Save our languages (fwd)

phil cash cash cashcash at EMAIL.ARIZONA.EDU
Thu Sep 6 17:21:25 UTC 2007


Friday, September 07, 2007
EDITORIAL
Manila in Sydney

Save our languages

http://www.manilatimes.net/national/2007/sept/07/yehey/opinion/20070907opi1.html

Of the 175 to 180-plus languages of the Filipinos, many are going extinct
every so often—there being only 5, 10, 20 to 1,000 living speakers of those
languages. These are mostly Negrito (or Agta or Aeta) languages. The
children of Agta folk end up speaking only Tagalog, Ilocano or Bisayan.
They might live on for another 70 to 80 years speaking a language not their
own. They are no longer really Agta.

Ethnologists agree that a language with only 300,000 speakers is a dying
language. Under this definition only about two dozen of the Philippine
languages are not yet moribund.

It shocks people to realize that all Philippine languages except Tagalog are
bound to die. Experts give both the Kapampangan and Pangasinan languages
only 20 years of remaining life.

Linguistics experts, including those of the heroic scientists of the Summer
Institute of Linguistics, see this as a result of the government policy (a)
to promote Tagalog as the national language (called Pilipino or Filipino);
(b) to teach Tagalog/Pilipino/Filipino—as the national language—to all
Filipino schoolchildren and (b) to use it as the preferred medium of
instruction alongside English.

This policy—along with other factors like the Tagalog areas, including Metro
Manila, being for decades the seat of political and commercial power —causes
the native speakers of all other Filipino languages, except Tagalog, to
decline in number and as a percentage of the Philippine population.

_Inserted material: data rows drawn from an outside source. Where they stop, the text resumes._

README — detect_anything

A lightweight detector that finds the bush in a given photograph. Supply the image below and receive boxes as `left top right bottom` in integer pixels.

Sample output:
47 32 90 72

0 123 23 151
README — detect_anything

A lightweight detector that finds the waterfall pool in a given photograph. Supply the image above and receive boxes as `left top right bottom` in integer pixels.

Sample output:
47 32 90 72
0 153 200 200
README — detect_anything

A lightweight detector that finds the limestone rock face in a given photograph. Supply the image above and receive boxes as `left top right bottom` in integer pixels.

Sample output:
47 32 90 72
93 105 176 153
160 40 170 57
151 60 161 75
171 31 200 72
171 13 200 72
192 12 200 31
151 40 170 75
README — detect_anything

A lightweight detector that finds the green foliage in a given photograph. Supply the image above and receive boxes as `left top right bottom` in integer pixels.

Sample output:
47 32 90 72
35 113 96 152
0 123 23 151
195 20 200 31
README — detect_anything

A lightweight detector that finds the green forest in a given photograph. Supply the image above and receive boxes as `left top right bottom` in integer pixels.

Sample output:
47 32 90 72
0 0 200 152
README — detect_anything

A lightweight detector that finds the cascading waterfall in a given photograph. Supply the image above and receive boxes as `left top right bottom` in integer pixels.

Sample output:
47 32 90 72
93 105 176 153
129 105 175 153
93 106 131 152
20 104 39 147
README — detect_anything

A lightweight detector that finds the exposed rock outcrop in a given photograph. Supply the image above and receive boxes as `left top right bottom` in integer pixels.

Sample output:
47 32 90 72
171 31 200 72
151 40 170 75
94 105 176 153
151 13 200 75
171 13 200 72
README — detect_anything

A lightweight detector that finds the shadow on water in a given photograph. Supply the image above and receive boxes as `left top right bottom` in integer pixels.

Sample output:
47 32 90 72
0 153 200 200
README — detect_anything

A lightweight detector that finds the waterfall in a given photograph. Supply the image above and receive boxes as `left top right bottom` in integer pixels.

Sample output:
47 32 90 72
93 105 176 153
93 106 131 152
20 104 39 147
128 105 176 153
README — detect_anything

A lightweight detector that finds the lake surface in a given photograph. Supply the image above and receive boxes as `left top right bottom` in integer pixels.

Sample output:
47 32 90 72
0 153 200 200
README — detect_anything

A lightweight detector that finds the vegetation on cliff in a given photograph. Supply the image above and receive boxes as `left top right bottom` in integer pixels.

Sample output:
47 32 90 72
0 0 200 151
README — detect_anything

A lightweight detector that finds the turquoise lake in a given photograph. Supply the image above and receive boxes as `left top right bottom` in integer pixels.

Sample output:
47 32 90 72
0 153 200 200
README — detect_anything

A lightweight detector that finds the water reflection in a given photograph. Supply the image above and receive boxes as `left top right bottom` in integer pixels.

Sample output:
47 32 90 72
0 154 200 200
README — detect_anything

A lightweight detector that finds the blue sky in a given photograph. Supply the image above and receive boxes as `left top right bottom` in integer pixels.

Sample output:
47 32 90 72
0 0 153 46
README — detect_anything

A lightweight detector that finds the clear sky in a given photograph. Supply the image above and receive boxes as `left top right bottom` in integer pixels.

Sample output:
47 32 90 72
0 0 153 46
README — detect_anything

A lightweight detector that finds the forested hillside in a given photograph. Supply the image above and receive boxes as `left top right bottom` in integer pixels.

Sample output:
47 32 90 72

This decline has happened not just to the so-called “minor languages”—such
as the languages of the Agta, Ifugao, Kalinga, Aklanon, T’boli, Maranao,
and so on—whose native-speaker populations are very much less than those of
the eight “major languages” whose native speakers are in the millions.

Of the eight “major languages,” Tagalog has the most number of native
speakers. In 1948, Tagalog speakers composed only 19 percent of the
population. In 1995 Tagalog speakers made up 29.29 percent of the
population; they are much more now in 2007.

In 1948, Cebuanos made up 25 percent of the population, in 1995 Cebuanos
composed only 21.17 percent (less now in 2007).

Here is the decline of the other “major languages” from 1948 to the present:
Ilocano 12 percent in 1948, now less than 9.31 percent. Ilonggo (or
Hiligaynon) 12 percent, now less than 9.11 percent. Bicolano 8 percent, now
less than 5.69 percent. Waray 6 percent, now less than 3.81 percent. decline
is at the top. Kapampangan 3 percent, now less than 2.9 percent. Pangasinan
3 percent, now less than 1.01 percent.

Linguistics scientists forecast the extinction of the Kapampangan and
Pangasinan languages in 20 years. Waray and Bicolano would follow soon
enough and the others, perhaps even including Cebuano, before a century is
over.

 The death process of the Philippine languages other than Tagalog is the
same everywhere. Parents no longer encourage their children to speak their
native language because mastery of Tagalog (or Pilipino/Filipino) gives
them an edge in class and later when they go to study in Metro Manila. In
the case of the Aetas, they don’t even realize that they have lost their
languages and that their ethnolinguistic tribes have only five or ten
speakers and that they will soon be extinct.

The Save our Language through Federalization Foundation Inc. campaigns for
the reduction of the importance of Tagalog in the school system because
every inch of added Tagalog dominance means an inch nearer to extinction
for the other languages.

SOLFED also recommends that the other languages be used with English as the
medium of instruction in their respective territories.

It also urges that the government undertake the work that so far only the
Summer Institute of Linguistics has been doing for our vanishing tribal and
aboriginal languages: Recording these and publishing syllabuses that will at
least preserve a knowledge of these languages.

Language, culture and traditions define a people. No matter how much
Kapampangan blood still flows in a person’s veins, he would no longer be a
Kapam­pangan if he cannot speak and understand the language of his
ancestors, read the writings of Juan Crisos­tomo Soto and Amado Yuzon or
appreciate the Crissotan poetical jousts.

We believe laws must be passed to fund and organize the effort to save or at
least preserve in writing and through syllabuses our “minor” languages.

We owe it to our future generations not to waste treasures of our human
diversity. Let it not be said of our generation that we paid more attention
to saving animal and plant species than our own human species.